There are three reasons for this phenomenon: the revolution of the Earth around the Sun, the planet's round shape, and the inclination of its axis of daily rotation, the axis of the poles, in relation to the plane of its orbit around the Sun.
The Earth revolves around the Sun in an elliptical orbit contained within a plane called the ecliptic plane. Because its orbit is only slightly off-center, our planet moves in a nearly circular path. The Earth makes one complete rotation around the Sun in one year.
Because the Earth is round, the Sun's rays are perpendicular to its surface at the Equator, and increasingly oblique as they got closer to the poles.
This means that for a given quantity of solar energy reaching the ground, the heated surface will be smaller at the Equator than at the poles. The Equator therefore receives more energy per surface unit than the poles.
In addition, the closer one gets to the poles, the greater distance the Sun's rays must travel through the atmosphere, losing energy along the way.
As a result, the Equator receives twice as much solar energy than a location at 60 degrees latitude.
However, the orbit around the Sun and the Earth's shape do not explain the phenomenon of the seasons, which is due solely to the fact that the axis of the poles is not perpendicular to the ecliptic plane. In other words, the Earth's equatorial plane is not congruent with the ecliptic plane. There is an angle, or obliquity, of 23.5 degrees between them.

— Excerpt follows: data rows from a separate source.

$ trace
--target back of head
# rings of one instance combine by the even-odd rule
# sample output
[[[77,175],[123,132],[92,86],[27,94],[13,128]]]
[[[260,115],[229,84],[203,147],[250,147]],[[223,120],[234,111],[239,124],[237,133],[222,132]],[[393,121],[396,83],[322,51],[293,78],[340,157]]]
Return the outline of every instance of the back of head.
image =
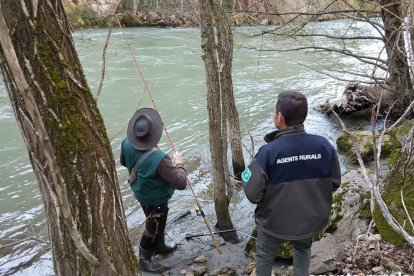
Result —
[[[282,91],[276,103],[276,114],[278,112],[285,118],[286,126],[303,124],[308,115],[306,96],[293,90]]]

If this angle were zero, at any given latitude, for example in Paris, the quantity of solar energy received would be the same in December as in June, and there would be no difference in temperature between winter and summer.
In fact, the Sun's rays are very oblique at this latitude in December. The quantity of solar energy received is lower resulting in cold winter weather.
On the other hand, in June the Sun's rays reach at the same latitude at much more perpendicular angle. The quantity of energy received is higher. It's summer.
This regular succession of four distinct seasons does not occur outside the temperate zones. For example, between the two Tropics, the Sun is always close enough to perpendicular, so there is no major difference in temperature between summer and winter. In these parts of the world, there are usually only two "seasons" in the climatic sense, a rainy season and a dry season.